Yesterday, Mischa Tuffield, of Garlik, highlighted an important issue about how the NHS is allowing Google and Facebook amongst others, to track the behaviour of individuals on the NHS Choices website.
The story has quickly spread and was picked up by the MP Tom Watson.
We have also received a number of inquiries from journalists, and so have decided to post the answers to some of the key questions Mischa has been asked. Without sounding too inflammatory this episode just shows how the privacy of everyone of us is being compromised by the ill judged or ill informed actions of those in real positions of trust. In this specific case the individuals who designed and built NHS Choices.
Q: What are your privacy concerns about this third party tracking?
A: What right has the NHS to share any information about the browsing of NHS Choices with Facebook? The Like button is engineered such that even if it is not clicked, it still passes information about the user to Facebook, even if they are not logged into Facebook at the time of the visit. Given the average user spends 55 mins every day logged into Facebook. http://www.digitalbuzzblog.com/facebook-statistics-facts-figures-for-2010/ (as per : http://www.facebook.com/help/?faq=17512) then there is a pretty good chance of that happening. So a young mother is logged on to Facebook talking to friends and is also looking for some advice about depression on NHS Choices and bingo – although she doesn’t know it – Facebook now know she has looked at this page. Facebook says that it does not target ads using this information and they will throw it away after 90 days apart from the stuff they use for statistical analysis.
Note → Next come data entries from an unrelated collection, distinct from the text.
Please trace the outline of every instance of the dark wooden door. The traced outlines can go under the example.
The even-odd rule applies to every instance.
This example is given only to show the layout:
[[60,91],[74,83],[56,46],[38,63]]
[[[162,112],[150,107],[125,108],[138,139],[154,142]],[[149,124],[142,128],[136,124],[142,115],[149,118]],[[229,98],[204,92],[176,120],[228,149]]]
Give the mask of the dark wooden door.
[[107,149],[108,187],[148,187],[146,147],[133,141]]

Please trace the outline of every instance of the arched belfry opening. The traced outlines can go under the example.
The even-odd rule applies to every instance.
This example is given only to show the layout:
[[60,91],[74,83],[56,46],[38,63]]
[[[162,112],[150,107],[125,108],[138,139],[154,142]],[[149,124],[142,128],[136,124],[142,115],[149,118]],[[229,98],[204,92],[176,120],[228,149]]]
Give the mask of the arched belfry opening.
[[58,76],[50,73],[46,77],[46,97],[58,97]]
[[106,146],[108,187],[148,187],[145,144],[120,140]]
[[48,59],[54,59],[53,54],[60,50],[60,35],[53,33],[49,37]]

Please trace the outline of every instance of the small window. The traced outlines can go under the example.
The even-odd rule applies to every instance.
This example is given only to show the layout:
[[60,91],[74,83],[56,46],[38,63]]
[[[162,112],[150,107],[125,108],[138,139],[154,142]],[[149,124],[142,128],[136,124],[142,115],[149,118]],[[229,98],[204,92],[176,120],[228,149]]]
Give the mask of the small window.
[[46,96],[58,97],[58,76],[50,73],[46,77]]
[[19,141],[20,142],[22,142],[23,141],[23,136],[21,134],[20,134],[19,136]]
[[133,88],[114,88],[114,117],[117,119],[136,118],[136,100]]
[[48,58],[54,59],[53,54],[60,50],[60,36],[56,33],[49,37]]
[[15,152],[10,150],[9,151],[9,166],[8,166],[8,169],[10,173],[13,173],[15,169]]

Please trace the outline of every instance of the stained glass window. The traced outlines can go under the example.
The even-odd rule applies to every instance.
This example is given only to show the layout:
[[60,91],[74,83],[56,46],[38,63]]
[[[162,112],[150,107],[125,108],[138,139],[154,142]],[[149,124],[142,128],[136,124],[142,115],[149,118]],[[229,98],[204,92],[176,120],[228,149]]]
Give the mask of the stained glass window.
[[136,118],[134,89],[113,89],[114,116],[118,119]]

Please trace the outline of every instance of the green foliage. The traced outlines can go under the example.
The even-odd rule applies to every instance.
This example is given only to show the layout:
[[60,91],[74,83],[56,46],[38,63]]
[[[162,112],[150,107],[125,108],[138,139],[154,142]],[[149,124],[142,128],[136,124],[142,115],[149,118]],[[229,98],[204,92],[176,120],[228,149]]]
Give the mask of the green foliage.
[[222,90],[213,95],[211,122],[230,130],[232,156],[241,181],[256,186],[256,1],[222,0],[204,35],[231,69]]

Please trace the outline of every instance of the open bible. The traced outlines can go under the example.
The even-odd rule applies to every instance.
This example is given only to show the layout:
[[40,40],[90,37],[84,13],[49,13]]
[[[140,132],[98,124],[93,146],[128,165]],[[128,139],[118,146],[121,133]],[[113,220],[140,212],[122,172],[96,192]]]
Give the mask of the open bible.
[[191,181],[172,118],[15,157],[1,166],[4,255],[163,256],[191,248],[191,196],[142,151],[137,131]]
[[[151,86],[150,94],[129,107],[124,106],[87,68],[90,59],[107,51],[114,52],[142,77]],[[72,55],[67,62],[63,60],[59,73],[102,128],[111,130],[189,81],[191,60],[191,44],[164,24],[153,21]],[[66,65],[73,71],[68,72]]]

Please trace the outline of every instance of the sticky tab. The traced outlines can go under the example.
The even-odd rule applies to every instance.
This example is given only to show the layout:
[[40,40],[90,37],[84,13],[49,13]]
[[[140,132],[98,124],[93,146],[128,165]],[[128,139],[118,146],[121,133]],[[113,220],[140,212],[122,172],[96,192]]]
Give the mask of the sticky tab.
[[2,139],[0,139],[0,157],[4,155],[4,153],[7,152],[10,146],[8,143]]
If I walked into a doctor’s surgery and said … “Oh hi, that guy of about 30 who just came in the door, what advice leaflets did he pick up?” … there is no way on Earth that they would tell me. Online, the NHS are sharing this information out liberally and the users don’t know it and can’t opt out of sharing even if they did.
Q: How did you test the tracking?
A: Regarding the tracking, we can only prove that Facebook is tracking Facebook users on www.nhs.uk. This was checked using a tool called tcpdump, which is used to log internet traffic. The outcome of the captured internet traffic is linked to from the blog post:
Linked to from : http://mmt.me.uk/blog/2010/11/21/nhs-and-tracking/.
A Facebook request is made, whereby the user’s browser ships across a Facebook cookie, which from a technical perspective means that Facebook has just been informed that a given Facebook user, has just visited a given page on www.nhs.uk. It is this interaction, which allows the Like button to state things such as “Be the first of your friends to like this page”.
Furthermore, it should be noted that the test browser was heavily locked up, with a lot of security measures to avoid being tracked by advertising companies, and as a result it probably does not have cookies for the other third-party sites in question. We have no evidence that www.google-analytics.com or statse.webtrendslive.com or addthiscdn.com are doing any tracking.
A: Are these companies tracking individual users, or are they aggregating the data for statistical purposes?
There is only evidence for Facebook’s tracking from out test. We are happy to say that Facebook is tracking, and that this is at a user level. There is no way of knowing what companies do with the data upon collection in terms of aggregation and so on.
Q: Have you contacted the NHS?
A: Yes, they were contacted on 22nd November, we were given a ticket number, stating that someone will get back to us on this as soon as possible. We are waiting to hear back from them.
Q: Have you contacted the ICO?
A: No, not yet, we will wait to hear back from the NHS, before contacting the ICO.